The ABA has stated that it is “gravely concerned” by revelations that the two Australians have been moved from Kerobokan prison in Bali under heavy military guard and are on their way to Nusakambangan island where they face death by firing squad.
The two members of the Bali Nine, who have been convicted of drug trafficking, currently have a legal appeal pending before the Administrative Court of Indonesia.
Fiona McLeod SC (pictured), president of the ABA, has called on the Indonesian attorney-general and the Indonesian prison authorities to respect the rule of law and judicial process.
“We respect the sovereignty of the Indonesian president to determine individual applications for clemency. Sovereign power, however, is constrained by the rule of law.

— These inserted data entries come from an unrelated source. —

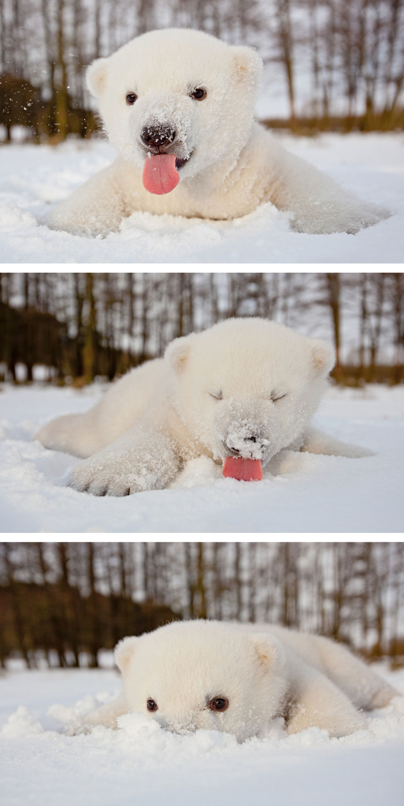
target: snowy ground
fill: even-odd
[[[377,671],[404,693],[404,671]],[[4,806],[402,806],[404,700],[367,729],[330,739],[311,728],[264,739],[199,730],[179,736],[140,715],[120,729],[66,736],[64,724],[119,689],[112,671],[15,671],[0,678]],[[78,700],[78,702],[77,702]]]
[[[0,146],[3,263],[401,263],[404,254],[404,134],[280,135],[294,153],[394,214],[356,235],[291,232],[270,204],[233,222],[137,213],[106,238],[54,232],[40,223],[115,152],[107,143]]]
[[[3,532],[402,532],[404,386],[328,390],[314,424],[376,455],[360,459],[282,451],[277,475],[224,479],[210,459],[190,462],[172,489],[98,498],[66,488],[79,461],[31,437],[57,414],[83,412],[82,391],[3,385],[0,512]]]

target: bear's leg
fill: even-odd
[[[115,163],[99,171],[53,208],[48,226],[86,235],[119,230],[125,211],[117,174]]]
[[[136,426],[80,462],[69,486],[94,496],[128,496],[167,487],[181,467],[172,440],[157,427]]]
[[[316,642],[327,677],[357,708],[383,708],[393,697],[399,696],[399,692],[346,646],[320,636],[316,637]]]
[[[44,447],[51,451],[62,451],[81,459],[90,456],[99,447],[90,412],[56,417],[40,428],[34,439],[39,439]]]
[[[292,227],[298,232],[353,235],[390,215],[356,198],[313,165],[286,152],[274,138],[270,138],[269,158],[272,176],[268,200],[294,214]]]
[[[287,719],[288,733],[321,728],[330,736],[347,736],[365,727],[364,716],[331,680],[314,669],[301,670]]]
[[[124,696],[122,695],[116,700],[113,700],[106,705],[101,705],[69,723],[65,731],[69,736],[76,736],[77,733],[88,733],[91,729],[98,725],[103,725],[104,728],[113,728],[116,729],[118,725],[116,720],[118,717],[122,717],[127,713],[127,705]]]
[[[369,451],[368,448],[334,439],[314,428],[306,432],[300,450],[307,453],[325,454],[326,456],[346,456],[348,459],[374,456],[373,451]]]

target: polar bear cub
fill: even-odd
[[[152,31],[87,72],[118,158],[55,207],[50,225],[106,235],[137,210],[229,219],[271,202],[299,232],[357,232],[385,218],[254,122],[262,62],[199,31]]]
[[[398,693],[341,645],[268,624],[174,621],[123,638],[115,657],[123,696],[86,726],[116,728],[136,711],[175,733],[204,728],[242,742],[283,717],[288,733],[314,726],[339,737],[365,726],[358,709]]]
[[[94,495],[162,489],[190,459],[262,467],[283,448],[369,455],[313,430],[334,351],[289,327],[246,318],[174,339],[164,359],[131,370],[85,414],[36,434],[45,447],[85,459],[70,484]]]

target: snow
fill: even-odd
[[[360,459],[283,451],[276,475],[225,479],[207,458],[189,462],[173,488],[124,498],[65,487],[79,459],[31,438],[58,414],[90,409],[103,384],[0,392],[0,511],[4,532],[402,532],[404,385],[331,388],[314,425],[376,455]]]
[[[323,134],[285,146],[359,197],[386,207],[386,221],[356,235],[292,232],[273,205],[234,222],[135,213],[96,239],[53,231],[51,203],[109,164],[113,147],[94,139],[58,146],[0,147],[0,256],[4,263],[401,263],[404,253],[404,135]]]
[[[404,693],[404,670],[377,671]],[[366,729],[331,739],[317,728],[263,739],[177,735],[140,714],[119,729],[61,731],[120,688],[105,670],[7,671],[0,679],[0,774],[6,806],[401,806],[404,700],[368,717]]]

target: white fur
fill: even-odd
[[[116,727],[117,717],[136,711],[176,733],[205,728],[244,741],[284,717],[289,733],[316,726],[344,736],[366,724],[357,708],[398,693],[345,647],[266,624],[177,621],[123,638],[115,661],[123,697],[90,714],[88,725]],[[214,697],[228,700],[223,713],[208,707]]]
[[[136,210],[229,219],[272,202],[301,232],[357,232],[388,214],[355,198],[285,152],[253,120],[261,60],[198,31],[153,31],[128,42],[87,73],[105,130],[119,156],[52,211],[50,223],[74,233],[106,234]],[[206,89],[195,101],[190,92]],[[138,99],[127,106],[127,93]],[[177,137],[179,185],[156,196],[142,184],[147,149],[140,134],[165,124]]]
[[[131,370],[85,414],[57,418],[36,438],[84,458],[70,483],[94,495],[161,489],[198,456],[264,467],[286,447],[368,455],[309,428],[333,363],[320,339],[264,319],[227,319],[174,339],[164,359]]]

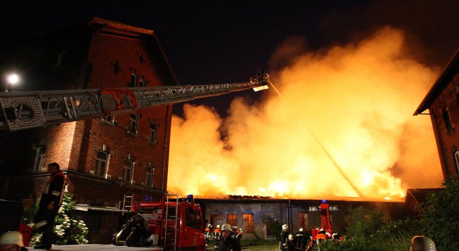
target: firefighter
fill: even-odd
[[[220,234],[220,225],[216,225],[216,228],[214,229],[214,248],[216,250],[219,248],[219,241],[220,241],[221,235]]]
[[[411,239],[410,251],[436,251],[435,243],[425,236],[415,236]]]
[[[288,243],[288,251],[294,251],[295,246],[293,246],[293,235],[288,235],[288,239],[287,243]]]
[[[24,248],[23,235],[18,231],[5,232],[0,237],[0,250],[1,251],[27,251]]]
[[[319,242],[326,240],[328,239],[328,237],[325,234],[325,230],[323,228],[321,228],[319,230],[319,233],[316,235],[316,242],[319,244]]]
[[[304,235],[303,228],[300,228],[295,235],[296,236],[293,238],[293,246],[295,246],[295,248],[296,248],[305,250],[306,244],[308,243],[308,239]]]
[[[236,230],[236,239],[238,241],[240,242],[240,240],[243,239],[243,228],[239,228]]]
[[[209,241],[210,240],[210,229],[212,229],[212,224],[207,225],[206,231],[204,231],[204,237],[206,238],[206,246],[209,246]]]
[[[60,170],[59,164],[53,162],[48,165],[51,177],[46,184],[40,200],[39,208],[35,216],[35,226],[42,233],[42,243],[34,249],[51,249],[54,242],[54,219],[62,203],[65,175]]]
[[[303,229],[303,228],[299,228],[299,230],[298,230],[298,232],[297,232],[297,236],[302,237],[303,235],[304,235],[304,230]]]
[[[288,251],[288,225],[282,225],[282,231],[280,233],[279,241],[280,251]]]
[[[219,251],[240,251],[240,244],[231,236],[231,225],[221,226],[221,239],[219,242]]]

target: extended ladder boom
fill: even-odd
[[[250,88],[263,90],[268,82],[268,74],[260,71],[245,83],[0,92],[0,129],[42,127]]]

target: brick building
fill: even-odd
[[[14,69],[23,79],[16,90],[177,84],[153,31],[99,18],[0,50],[0,68]],[[171,116],[169,105],[1,131],[0,199],[36,201],[49,178],[47,163],[58,162],[68,191],[86,207],[82,213],[90,231],[97,229],[92,242],[99,241],[112,233],[113,212],[123,195],[159,198],[165,191]]]
[[[459,50],[414,111],[419,114],[430,115],[443,177],[459,174]]]
[[[290,233],[299,228],[305,231],[321,227],[319,200],[286,200],[242,196],[230,199],[195,199],[203,208],[206,222],[215,227],[228,223],[243,228],[243,238],[273,239],[271,224],[287,224]],[[330,220],[334,232],[344,233],[345,218],[349,209],[364,207],[379,209],[386,219],[400,220],[406,217],[403,202],[327,200]]]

“In this case, court proceedings have not concluded and the appeal concerning the decision to refuse clemency has not been determined.
“In such a case, the authorities should await the outcome of judicial process.”
Ms McLeod, along with other members of the Victorian legal profession, gathered to observe one minute’s silence for Mr Chan and Mr Sukumaran on February 18.
Victorian legal bodies, including the Victorian Bar and the Law Institute of Victoria, have been particularly vocal in their opposition to the impending execution of the two Australians.
“The death penalty is not an effective deterrent to crime,” said Victorian Bar chairman Jim Peters QC last month.
“The sanctity of human life is not protected by this barbaric penalty; it only brutalises the community further.”
Law Institute of Victoria president Katie Miller also expressed her opposition to the death penalty and paid tribute to the lawyers who had taken numerous legal actions on behalf of Mr Chan and Mr Sukumaran.